Serinlemek yaz sıcaklarında herkesin derdi. Kış aylarının buz gibi karlı günleri özlenirken en güzeli buz gibi soğuk, kar gibi serin lezzetler. Dondurma böyle bir özlemle ortaya çıkmış. Dünyanın dört bir yanında dondurma çeşitleri ise şaşırtıcı…

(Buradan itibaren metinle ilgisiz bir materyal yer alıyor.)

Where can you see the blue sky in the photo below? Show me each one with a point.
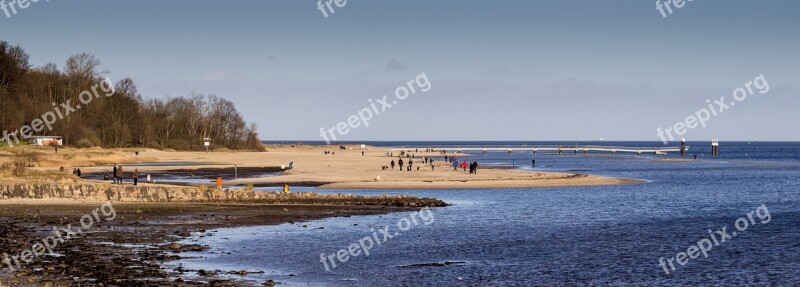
(500, 70)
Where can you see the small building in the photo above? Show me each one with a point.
(46, 140)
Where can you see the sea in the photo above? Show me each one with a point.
(565, 236)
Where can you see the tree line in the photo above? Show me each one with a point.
(125, 119)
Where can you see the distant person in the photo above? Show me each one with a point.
(119, 175)
(114, 174)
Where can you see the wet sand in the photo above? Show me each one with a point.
(348, 169)
(130, 249)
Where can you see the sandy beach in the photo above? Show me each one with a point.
(348, 169)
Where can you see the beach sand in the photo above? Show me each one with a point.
(348, 169)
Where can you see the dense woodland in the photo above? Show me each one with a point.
(125, 119)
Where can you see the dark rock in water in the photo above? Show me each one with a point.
(433, 264)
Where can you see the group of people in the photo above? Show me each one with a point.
(473, 166)
(118, 174)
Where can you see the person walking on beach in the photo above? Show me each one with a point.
(119, 175)
(114, 174)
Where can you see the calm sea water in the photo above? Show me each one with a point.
(574, 236)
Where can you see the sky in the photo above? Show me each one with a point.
(497, 70)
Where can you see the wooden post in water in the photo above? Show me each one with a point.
(715, 147)
(683, 147)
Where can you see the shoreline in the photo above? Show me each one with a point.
(142, 238)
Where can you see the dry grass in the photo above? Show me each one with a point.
(28, 162)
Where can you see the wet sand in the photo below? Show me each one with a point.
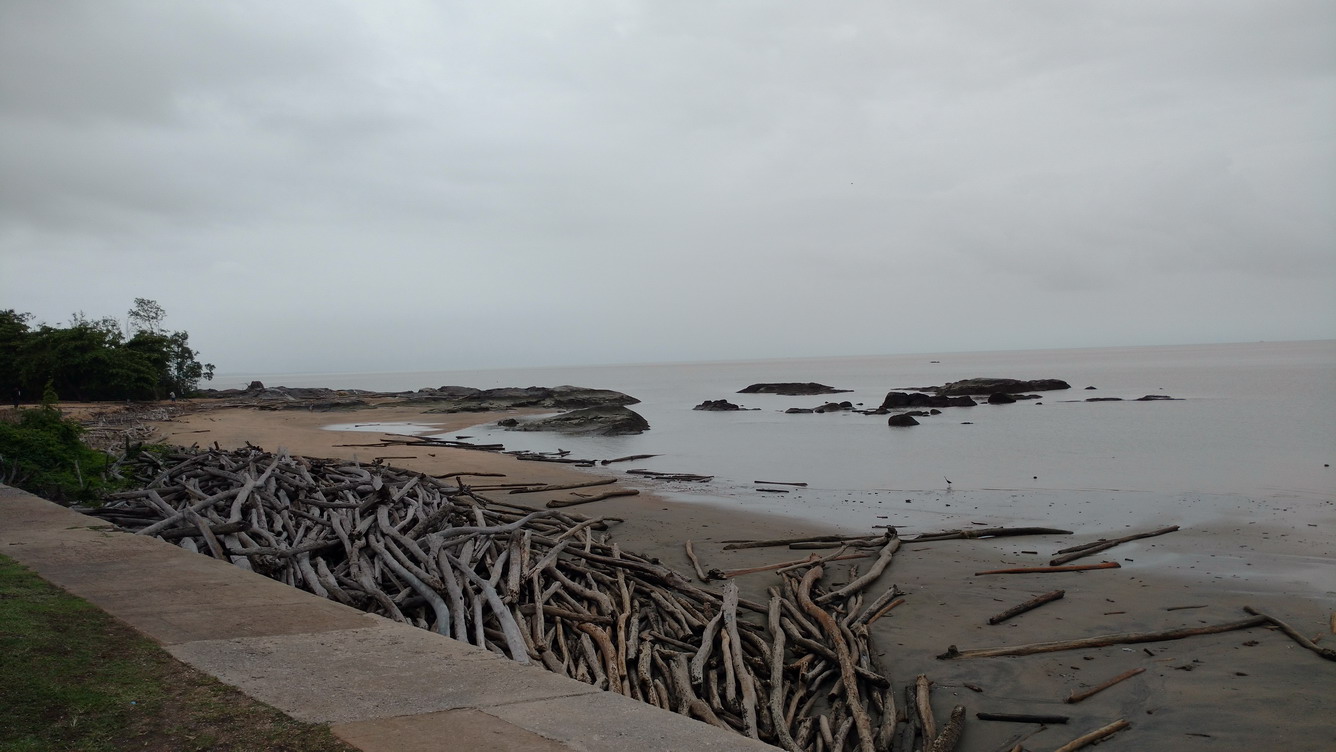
(1247, 689)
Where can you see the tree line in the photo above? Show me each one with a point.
(95, 359)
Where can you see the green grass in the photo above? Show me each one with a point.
(74, 679)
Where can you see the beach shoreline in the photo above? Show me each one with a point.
(1239, 689)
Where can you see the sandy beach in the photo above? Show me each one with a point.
(1245, 689)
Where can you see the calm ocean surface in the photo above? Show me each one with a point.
(1253, 418)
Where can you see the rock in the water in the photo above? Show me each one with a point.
(468, 400)
(612, 420)
(791, 389)
(897, 400)
(718, 405)
(1001, 385)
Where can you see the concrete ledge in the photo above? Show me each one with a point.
(384, 685)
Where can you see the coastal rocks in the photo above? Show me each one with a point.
(828, 408)
(468, 400)
(999, 385)
(718, 406)
(608, 420)
(791, 389)
(898, 400)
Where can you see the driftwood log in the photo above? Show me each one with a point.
(537, 585)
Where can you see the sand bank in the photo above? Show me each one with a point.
(1251, 689)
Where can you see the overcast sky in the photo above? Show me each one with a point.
(426, 184)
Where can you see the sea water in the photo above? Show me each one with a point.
(1251, 420)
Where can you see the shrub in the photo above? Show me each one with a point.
(43, 453)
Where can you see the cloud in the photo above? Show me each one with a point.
(588, 182)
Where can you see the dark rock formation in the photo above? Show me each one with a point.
(609, 420)
(718, 405)
(468, 400)
(897, 400)
(1001, 385)
(791, 389)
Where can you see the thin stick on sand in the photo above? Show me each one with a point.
(1293, 635)
(1028, 605)
(1041, 569)
(1093, 736)
(1102, 640)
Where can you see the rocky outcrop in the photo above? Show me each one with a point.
(609, 420)
(999, 385)
(898, 400)
(718, 406)
(468, 400)
(792, 389)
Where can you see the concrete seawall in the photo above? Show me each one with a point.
(381, 685)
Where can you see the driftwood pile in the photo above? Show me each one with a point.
(545, 587)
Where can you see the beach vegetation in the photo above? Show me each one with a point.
(43, 452)
(98, 359)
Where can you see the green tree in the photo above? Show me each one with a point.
(92, 359)
(146, 317)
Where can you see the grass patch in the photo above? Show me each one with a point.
(75, 679)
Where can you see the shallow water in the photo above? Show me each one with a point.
(1253, 418)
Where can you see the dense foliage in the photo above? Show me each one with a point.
(42, 453)
(94, 359)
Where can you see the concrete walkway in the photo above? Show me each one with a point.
(381, 685)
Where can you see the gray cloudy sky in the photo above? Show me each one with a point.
(313, 186)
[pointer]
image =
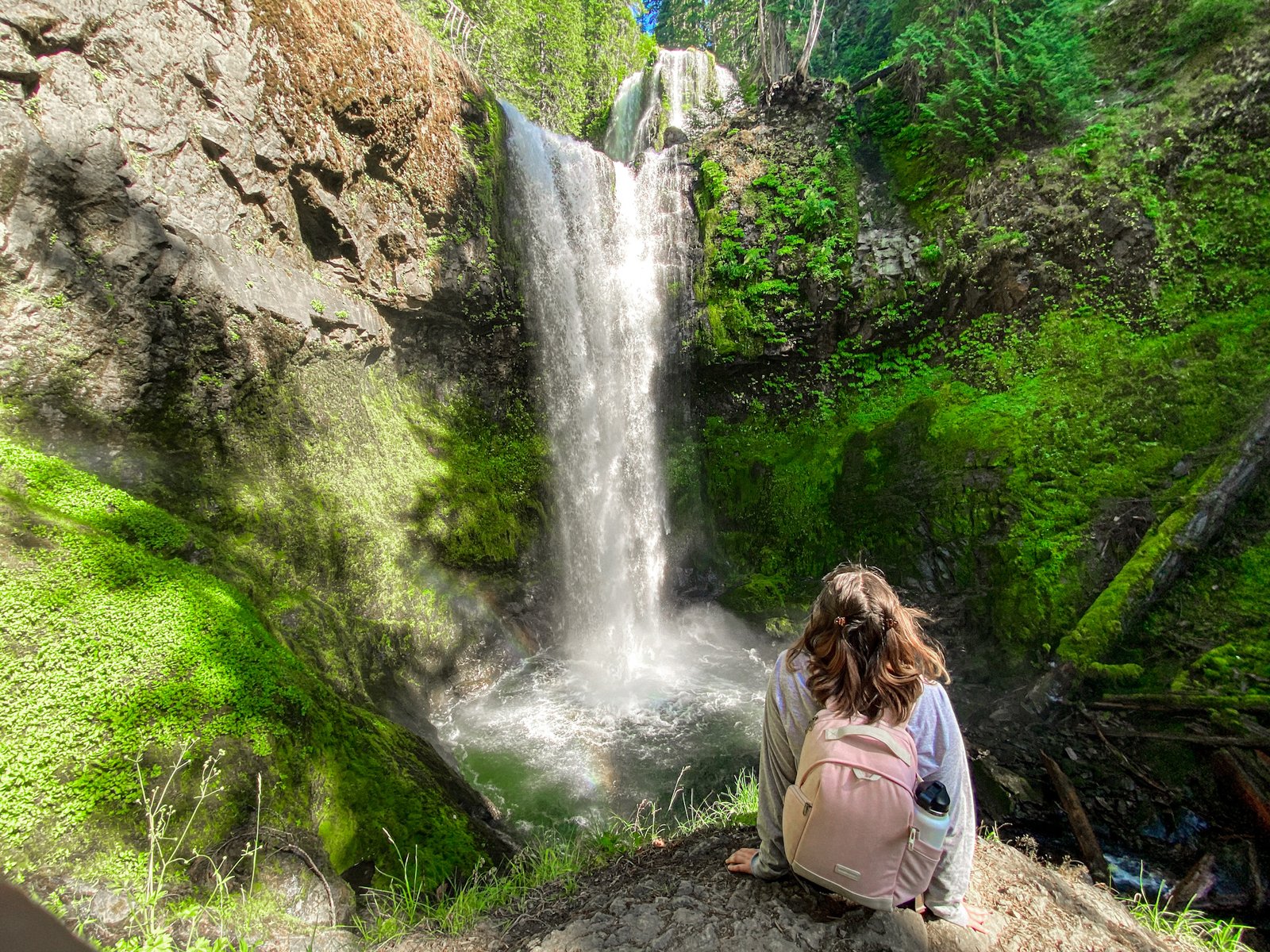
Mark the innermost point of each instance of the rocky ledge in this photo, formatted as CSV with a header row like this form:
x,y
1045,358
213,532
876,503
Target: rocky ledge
x,y
683,898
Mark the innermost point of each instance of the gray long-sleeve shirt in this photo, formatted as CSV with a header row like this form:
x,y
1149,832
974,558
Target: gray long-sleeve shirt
x,y
940,757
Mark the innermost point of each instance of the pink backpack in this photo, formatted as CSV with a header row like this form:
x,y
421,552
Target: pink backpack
x,y
849,820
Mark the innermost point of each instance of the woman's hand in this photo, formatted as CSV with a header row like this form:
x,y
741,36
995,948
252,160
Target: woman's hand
x,y
740,861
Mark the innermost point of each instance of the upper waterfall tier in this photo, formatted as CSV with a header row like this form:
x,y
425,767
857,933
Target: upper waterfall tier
x,y
666,95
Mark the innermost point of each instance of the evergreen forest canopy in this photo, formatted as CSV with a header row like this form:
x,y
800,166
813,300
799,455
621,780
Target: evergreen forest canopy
x,y
558,61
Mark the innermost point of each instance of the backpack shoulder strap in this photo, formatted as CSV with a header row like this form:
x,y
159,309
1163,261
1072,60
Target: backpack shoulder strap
x,y
879,734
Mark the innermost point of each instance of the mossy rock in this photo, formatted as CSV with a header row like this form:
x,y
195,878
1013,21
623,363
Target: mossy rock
x,y
120,653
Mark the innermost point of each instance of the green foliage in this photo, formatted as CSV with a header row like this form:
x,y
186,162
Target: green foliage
x,y
110,647
714,181
558,61
1217,935
403,901
1208,631
996,78
791,224
482,509
1206,22
1071,419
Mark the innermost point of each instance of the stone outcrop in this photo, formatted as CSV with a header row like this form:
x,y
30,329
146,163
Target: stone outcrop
x,y
202,190
249,262
683,898
232,235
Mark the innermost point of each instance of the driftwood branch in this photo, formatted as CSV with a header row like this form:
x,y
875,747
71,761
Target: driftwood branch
x,y
873,78
1091,854
1242,790
1126,762
1166,549
1200,740
1191,704
1197,881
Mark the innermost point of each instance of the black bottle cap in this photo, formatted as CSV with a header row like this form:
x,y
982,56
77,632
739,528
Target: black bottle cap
x,y
933,799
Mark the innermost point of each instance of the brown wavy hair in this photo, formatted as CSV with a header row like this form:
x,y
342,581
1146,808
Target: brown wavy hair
x,y
867,651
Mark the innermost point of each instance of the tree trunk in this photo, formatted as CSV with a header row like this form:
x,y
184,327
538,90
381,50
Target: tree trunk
x,y
1166,549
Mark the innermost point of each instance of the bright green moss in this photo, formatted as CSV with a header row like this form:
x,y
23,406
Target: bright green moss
x,y
111,651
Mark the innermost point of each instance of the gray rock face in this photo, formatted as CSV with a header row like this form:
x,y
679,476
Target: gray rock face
x,y
182,198
888,244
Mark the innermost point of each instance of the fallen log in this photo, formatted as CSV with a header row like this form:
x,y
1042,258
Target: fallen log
x,y
1189,704
1091,854
1197,881
873,78
1200,740
1165,550
1126,762
1242,791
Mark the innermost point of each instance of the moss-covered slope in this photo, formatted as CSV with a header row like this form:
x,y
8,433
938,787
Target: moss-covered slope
x,y
1071,334
117,651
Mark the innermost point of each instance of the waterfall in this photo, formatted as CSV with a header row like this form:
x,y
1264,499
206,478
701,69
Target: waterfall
x,y
611,714
597,251
679,83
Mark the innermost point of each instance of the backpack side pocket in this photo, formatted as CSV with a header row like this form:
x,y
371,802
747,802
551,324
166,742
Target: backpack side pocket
x,y
794,818
916,867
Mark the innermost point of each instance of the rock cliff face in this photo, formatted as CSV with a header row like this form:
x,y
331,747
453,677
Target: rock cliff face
x,y
251,267
252,272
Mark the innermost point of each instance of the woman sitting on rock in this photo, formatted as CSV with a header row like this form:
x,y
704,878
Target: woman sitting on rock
x,y
864,654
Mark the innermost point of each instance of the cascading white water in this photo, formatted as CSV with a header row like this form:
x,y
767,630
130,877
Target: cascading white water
x,y
634,693
681,82
592,253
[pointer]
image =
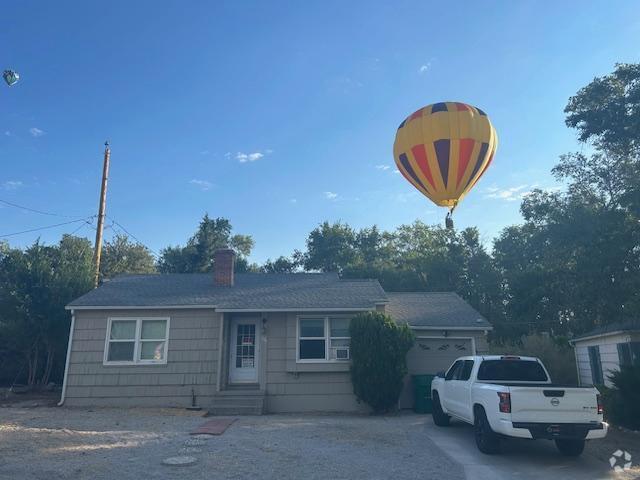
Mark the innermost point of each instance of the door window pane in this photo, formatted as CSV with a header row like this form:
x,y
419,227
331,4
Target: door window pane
x,y
596,365
312,349
123,330
121,351
312,327
152,350
153,329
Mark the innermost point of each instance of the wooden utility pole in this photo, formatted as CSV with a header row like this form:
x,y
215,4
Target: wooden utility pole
x,y
101,213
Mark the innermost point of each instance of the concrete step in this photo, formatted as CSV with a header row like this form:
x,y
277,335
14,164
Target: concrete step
x,y
237,404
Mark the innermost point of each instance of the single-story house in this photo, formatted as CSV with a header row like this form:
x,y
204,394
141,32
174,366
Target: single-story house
x,y
246,343
602,351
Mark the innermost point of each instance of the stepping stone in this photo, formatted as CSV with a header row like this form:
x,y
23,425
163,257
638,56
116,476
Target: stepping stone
x,y
216,426
182,461
195,442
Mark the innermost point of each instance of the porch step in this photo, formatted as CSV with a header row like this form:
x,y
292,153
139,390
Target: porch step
x,y
236,403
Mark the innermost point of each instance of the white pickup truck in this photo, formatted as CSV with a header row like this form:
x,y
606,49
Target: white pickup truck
x,y
511,396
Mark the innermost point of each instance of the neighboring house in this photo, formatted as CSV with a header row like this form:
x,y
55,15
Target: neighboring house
x,y
245,343
602,351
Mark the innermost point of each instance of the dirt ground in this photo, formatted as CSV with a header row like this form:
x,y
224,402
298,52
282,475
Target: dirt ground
x,y
66,443
53,443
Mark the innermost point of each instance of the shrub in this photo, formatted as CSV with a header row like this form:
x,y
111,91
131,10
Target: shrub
x,y
556,354
379,349
622,403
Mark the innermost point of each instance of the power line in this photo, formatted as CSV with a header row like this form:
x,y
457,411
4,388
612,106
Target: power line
x,y
42,228
114,222
33,210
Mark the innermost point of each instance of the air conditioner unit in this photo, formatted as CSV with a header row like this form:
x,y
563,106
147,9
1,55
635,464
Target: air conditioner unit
x,y
341,353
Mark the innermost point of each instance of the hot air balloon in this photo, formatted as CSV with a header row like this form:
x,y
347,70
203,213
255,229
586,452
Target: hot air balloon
x,y
443,149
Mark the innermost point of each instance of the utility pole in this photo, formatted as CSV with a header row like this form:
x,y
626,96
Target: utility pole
x,y
101,213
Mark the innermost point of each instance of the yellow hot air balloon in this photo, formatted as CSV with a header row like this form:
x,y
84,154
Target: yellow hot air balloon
x,y
443,149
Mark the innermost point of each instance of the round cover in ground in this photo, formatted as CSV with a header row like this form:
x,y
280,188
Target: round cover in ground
x,y
179,461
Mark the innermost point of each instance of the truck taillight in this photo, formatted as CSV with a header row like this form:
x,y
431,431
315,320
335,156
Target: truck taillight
x,y
505,402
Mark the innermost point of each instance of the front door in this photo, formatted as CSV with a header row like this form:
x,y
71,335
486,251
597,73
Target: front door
x,y
243,361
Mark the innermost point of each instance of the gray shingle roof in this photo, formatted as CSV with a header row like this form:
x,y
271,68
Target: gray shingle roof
x,y
631,325
250,291
434,309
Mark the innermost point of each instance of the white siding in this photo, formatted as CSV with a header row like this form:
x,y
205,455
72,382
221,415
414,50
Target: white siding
x,y
608,356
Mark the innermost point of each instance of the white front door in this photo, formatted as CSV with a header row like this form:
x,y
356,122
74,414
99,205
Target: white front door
x,y
244,351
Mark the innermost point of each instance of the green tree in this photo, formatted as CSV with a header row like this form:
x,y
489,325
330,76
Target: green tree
x,y
379,350
120,255
330,247
198,254
35,285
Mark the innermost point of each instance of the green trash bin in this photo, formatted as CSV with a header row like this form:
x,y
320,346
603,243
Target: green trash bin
x,y
422,393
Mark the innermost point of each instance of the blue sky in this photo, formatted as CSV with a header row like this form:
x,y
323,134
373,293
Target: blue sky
x,y
280,115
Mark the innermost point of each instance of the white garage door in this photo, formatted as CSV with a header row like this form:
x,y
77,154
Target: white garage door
x,y
430,356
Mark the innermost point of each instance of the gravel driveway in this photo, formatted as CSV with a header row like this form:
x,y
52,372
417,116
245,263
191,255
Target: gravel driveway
x,y
65,443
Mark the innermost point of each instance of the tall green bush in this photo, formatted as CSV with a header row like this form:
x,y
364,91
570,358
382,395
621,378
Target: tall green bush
x,y
622,403
379,349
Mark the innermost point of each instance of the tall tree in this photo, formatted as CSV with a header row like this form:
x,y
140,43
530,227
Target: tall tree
x,y
35,285
120,255
198,254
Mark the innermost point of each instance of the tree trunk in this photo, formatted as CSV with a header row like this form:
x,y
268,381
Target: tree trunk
x,y
44,380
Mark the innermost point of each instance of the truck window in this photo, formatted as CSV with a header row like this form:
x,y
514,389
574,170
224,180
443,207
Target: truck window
x,y
453,370
465,372
512,371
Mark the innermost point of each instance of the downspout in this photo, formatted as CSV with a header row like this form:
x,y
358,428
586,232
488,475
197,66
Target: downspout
x,y
66,363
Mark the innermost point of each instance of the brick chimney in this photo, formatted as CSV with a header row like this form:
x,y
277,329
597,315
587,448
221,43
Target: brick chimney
x,y
223,265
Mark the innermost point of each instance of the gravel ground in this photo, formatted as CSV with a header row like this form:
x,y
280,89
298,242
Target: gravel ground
x,y
65,443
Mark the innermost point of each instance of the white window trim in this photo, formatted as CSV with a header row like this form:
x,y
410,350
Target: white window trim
x,y
327,339
137,342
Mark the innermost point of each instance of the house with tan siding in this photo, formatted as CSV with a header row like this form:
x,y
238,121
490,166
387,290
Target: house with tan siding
x,y
246,343
603,350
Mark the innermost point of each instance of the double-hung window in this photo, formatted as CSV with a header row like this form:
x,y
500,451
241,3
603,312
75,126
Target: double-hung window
x,y
629,354
136,341
323,338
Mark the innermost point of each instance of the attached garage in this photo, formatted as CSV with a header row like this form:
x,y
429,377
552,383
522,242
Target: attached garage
x,y
446,328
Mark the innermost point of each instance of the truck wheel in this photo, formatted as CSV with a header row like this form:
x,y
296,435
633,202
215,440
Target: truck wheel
x,y
570,447
487,440
440,418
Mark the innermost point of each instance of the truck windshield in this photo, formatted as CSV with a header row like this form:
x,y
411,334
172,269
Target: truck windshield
x,y
512,371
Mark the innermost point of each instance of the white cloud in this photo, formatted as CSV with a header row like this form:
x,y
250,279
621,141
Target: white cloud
x,y
248,157
513,194
12,185
424,68
510,194
203,185
331,196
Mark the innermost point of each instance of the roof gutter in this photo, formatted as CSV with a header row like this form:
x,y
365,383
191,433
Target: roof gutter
x,y
66,363
599,335
445,327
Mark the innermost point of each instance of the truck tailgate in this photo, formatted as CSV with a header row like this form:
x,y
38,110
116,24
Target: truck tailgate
x,y
553,404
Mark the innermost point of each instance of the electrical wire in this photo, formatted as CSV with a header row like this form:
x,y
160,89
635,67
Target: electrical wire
x,y
33,210
42,228
115,223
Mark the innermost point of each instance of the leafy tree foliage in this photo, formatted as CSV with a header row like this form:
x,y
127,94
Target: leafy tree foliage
x,y
379,350
120,255
197,255
35,285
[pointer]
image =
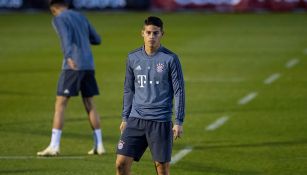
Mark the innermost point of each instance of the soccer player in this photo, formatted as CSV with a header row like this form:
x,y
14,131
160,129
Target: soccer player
x,y
76,35
153,78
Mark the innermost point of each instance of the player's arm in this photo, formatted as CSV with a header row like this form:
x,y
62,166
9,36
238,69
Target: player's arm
x,y
65,36
129,91
179,95
93,35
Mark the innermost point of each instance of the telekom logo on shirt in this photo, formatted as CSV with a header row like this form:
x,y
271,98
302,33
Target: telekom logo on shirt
x,y
142,81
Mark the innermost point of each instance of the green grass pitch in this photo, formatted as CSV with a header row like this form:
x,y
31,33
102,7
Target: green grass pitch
x,y
224,58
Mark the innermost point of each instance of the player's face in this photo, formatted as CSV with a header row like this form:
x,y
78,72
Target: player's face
x,y
53,10
152,36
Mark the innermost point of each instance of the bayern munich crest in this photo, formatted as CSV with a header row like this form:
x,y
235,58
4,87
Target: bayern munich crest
x,y
160,67
120,144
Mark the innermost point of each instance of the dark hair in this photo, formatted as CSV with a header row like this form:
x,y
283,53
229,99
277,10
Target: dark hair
x,y
153,20
59,2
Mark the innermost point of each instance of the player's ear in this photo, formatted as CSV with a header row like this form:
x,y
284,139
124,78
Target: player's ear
x,y
142,33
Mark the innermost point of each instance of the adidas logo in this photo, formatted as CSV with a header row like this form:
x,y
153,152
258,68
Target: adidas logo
x,y
66,91
138,68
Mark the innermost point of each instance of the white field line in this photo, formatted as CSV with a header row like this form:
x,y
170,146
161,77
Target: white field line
x,y
249,97
37,157
291,63
177,157
272,78
219,122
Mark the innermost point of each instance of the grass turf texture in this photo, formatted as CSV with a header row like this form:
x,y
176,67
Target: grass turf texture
x,y
224,57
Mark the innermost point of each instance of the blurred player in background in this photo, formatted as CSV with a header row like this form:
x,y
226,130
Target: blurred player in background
x,y
77,35
153,79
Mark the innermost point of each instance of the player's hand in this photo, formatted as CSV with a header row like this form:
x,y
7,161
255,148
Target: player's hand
x,y
72,64
177,130
122,127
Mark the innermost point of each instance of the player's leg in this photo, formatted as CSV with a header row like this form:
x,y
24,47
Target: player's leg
x,y
92,112
123,164
58,121
89,89
67,87
160,139
162,168
94,120
131,146
60,106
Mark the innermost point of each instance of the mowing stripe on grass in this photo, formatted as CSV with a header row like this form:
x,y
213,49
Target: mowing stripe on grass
x,y
180,155
291,63
214,80
249,97
219,122
37,157
272,78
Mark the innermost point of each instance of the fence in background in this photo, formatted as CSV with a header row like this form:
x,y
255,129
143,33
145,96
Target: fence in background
x,y
167,5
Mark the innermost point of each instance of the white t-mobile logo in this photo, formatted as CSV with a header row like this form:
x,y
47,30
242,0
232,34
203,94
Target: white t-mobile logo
x,y
141,80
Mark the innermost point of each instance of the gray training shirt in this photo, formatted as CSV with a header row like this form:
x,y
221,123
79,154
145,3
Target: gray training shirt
x,y
151,83
77,35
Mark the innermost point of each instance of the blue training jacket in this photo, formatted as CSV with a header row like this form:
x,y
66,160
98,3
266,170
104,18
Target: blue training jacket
x,y
151,83
77,35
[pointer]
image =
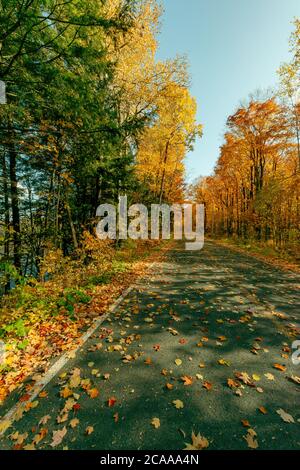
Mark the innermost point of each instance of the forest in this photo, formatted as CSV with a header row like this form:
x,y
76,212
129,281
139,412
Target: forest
x,y
254,193
147,343
90,115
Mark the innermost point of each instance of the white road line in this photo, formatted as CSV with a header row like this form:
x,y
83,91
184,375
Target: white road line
x,y
17,410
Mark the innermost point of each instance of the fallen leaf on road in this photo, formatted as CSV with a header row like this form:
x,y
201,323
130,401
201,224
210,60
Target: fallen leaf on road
x,y
222,362
155,422
232,383
279,367
198,442
269,376
44,420
263,410
74,422
111,402
295,379
207,385
256,377
251,440
287,418
93,393
245,423
178,404
187,380
58,436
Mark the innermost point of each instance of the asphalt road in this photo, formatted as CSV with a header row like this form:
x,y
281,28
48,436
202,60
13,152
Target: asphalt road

Kış günlerinin serinliğini yaza kadar saklamak, soğuk günlerin karını buzunu erimeden korumak, onlarla serinletici içecekler, buz gibi lezzetlerle serinlemek insanlığın en eski dertlerinden biri olsa gerek. Bu uğurda tarih boyunca akıl almaz yollar geliştirilmiş, tarifsiz emekler verilmiş. İlk dondurmanın kar ve buz kırıkları üzerine dökülen bal, pekmez ve meyve şurupları ile yapıldığı düşünülüyor. Bu gelenek Anadolu’da yüzyıllardır var. İlk yağan kar üstüne dökülen pekmez yeme geleneği hâlâ köylerde vardır ancak bu daha çok kış gecelerine mahsus bir eğlencelik. Sıcak yaz günlerinde pazar yerlerinde tıraşlanmış buz üzerine meyve özlü şuruplar dökerek bir nevi şipşak dondurma yapma geleneği hâlâ pek çok yerde sürüyor. Salı günleri kurulan ve Ege bölgesinin en muhteşem pazarı olan Tire pazarında, koca bir buz bloku yanında koyu mor rengiyle karadut şerbeti şişeleri hemen fark edilir. Eskiden buz bloku yerine Kaplan Dağı’ndan gelen sıkıştırılmış kar kullanılırmış. Bugün buzhaneden alınan blok buzla yapılsa da geleneğin sürmesi çok güzel.
Sütlü mü, sütsüz mü?
Bu tür kar üzerine meyveli renkli şuruplar dökülerek yapılan lezzetlere karsambaç veya karlama gibi isimler verilmiş. Hatta Çiya’nın kurucusu Musa Dağdeviren bu konuda bir Çiya yayını olan “Yemek ve Kültür” dergisinin 11. sayısında bu konuda bir derleme yapmıştı. Dondurmanın atası olarak kabul edebileceğimiz kar bazlı serinleticilere karsanbaç, karbuz, kar hoşafı, basmaca, kar peltesi, kar sebili gibi adlar verilmiş. Hepsi de köken olarak dağlarda, mağaralarda veya obruklarda saklanıp, yaz zamanı pazar yerine indirilen karlı bir lezzet çağrışımı yapıyor. Antalya’da yaptığımız bir araştırmada ise bu tür kırık buzlu şerbet ile dondurma arası lezzetlere aşlama veya şişertme dendiğini görmüştük. Araştırmacı Gökçen Adar’ın “Toroslar’dan Akdeniz’e Antalya Lezzetleri” kitabında şişertme tariflerine yer verir ve iyi bir şişertme yapmak için buz kıymıklarının her birinin bir mercimek boyutunda olması gerektiğini söyler.